Burn-out : comprendre l’épuisement professionnel
Un volcan n’explose pas sans prévenir.
Pendant des semaines, des mois, parfois des années, le magma s’accumule dans les profondeurs.
Pourtant, vu de l’extérieur, la montagne semble toujours solide.
Le burn-out suit souvent la même logique.
Il agit comme un volcan qui projette du plus profond de soi des éléments devenus insupportables.
Imaginez.
Vous êtes en poste. Vous connaissez votre job, voire vous l’aimez. Vous êtes efficace et investi.
Avant l’éruption
Votre boss est parti et un nouveau est arrivé.

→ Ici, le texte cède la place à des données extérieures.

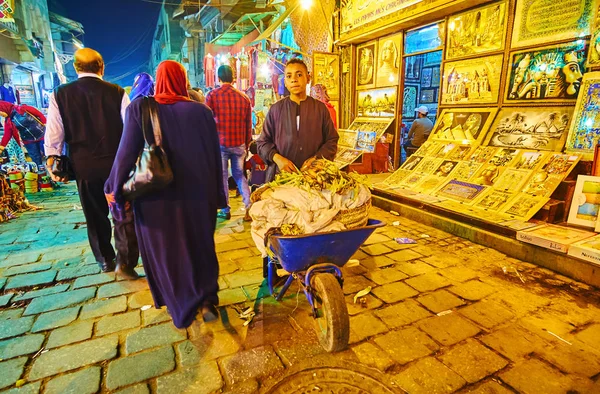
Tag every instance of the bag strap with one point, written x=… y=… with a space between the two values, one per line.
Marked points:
x=150 y=119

Des dossiers à fort enjeu s’accumulent.
Vous êtes en réunion toute la journée.
Vous répondez aux mails le soir.
Vous travaillez pendant les vacances.
Vous voulez rester irréprochable.
De micro-secousses se font sentir auxquelles vous n’attachez pas d’importance.
Vous dormez mal, ou/et peu et vous êtes fatigué.
Vous avez des maux de ventre, de tête, de dos, des courbatures inexpliquées.
Vous êtes facilement irritable.
« Quand ce dossier sera terminé, je soufflerai. »
Vous doutez de votre efficacité, mais rien n’est encore visible.
Pour montrer que vous êtes toujours disponible et compétent, vous redoublez d’effort.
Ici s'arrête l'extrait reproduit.